= Inntrøndelag =

District in Trøndelag, Norway

Inntrøndelag (sometimes spelled Inn-Trøndelag) is a sub-region consisting of the central part of the county of Trøndelag, Norway. It consists of the two traditional districts of Innherred and Stjørdalen.'

Administratively, the term was often used to describe the parts of the former county of Nord-Trøndelag excluding Namdalen. In this definition it gave name to for instance Inntrøndelag District Court (2011–21) and Inntrøndelag Police District (1910–2001).

==Definition==

When used in the context of government bodies, Inntrøndelag has been used as a common term for Innherred and Stjørdalen. Using contemporary boundaries, it consists of the municipalities of Steinkjer, Inderøy, Verdal, Levanger, Frosta, Stjørdal, and Meråker.

Colloquially, Inntrøndelag is sometimes used more narrowly, for instance as a synonym to Innherred.

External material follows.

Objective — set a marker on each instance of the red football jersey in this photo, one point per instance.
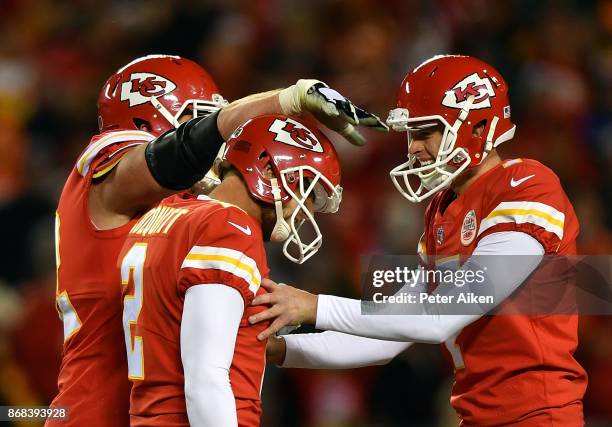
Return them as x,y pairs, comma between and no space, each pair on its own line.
511,369
92,380
188,241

Historically, the ancient Frostating area was subdivided into two sub-areas: Inntrøndelag, with its seat at Mære, and Uttrøndelag, with its head seat at Øra (today Trondheim). Inntrøndelag therefore consisted of four sub-counties: Skøynafylke, Øynafylke, Verdølafylke and Sparbyggjafylke. The border between Inntrøndelag and Uttrøndelag therefor went through Frosta and Åsen, with those areas as well as the contemporary Stjørdalen belonging to Uttrøndelag.

==Linguistics==
The Trøndersk dialect of the Norwegian language is classified with two major grousp: Inntrøndersk and Uttrøndersk. Inntrøndersk follows the interior from Oppdal Municipality to Røyrvik Municipality, while Uttrøndersk is spoken along the coast. The linguistic categorization gives a different geographic area than most geographic definitions.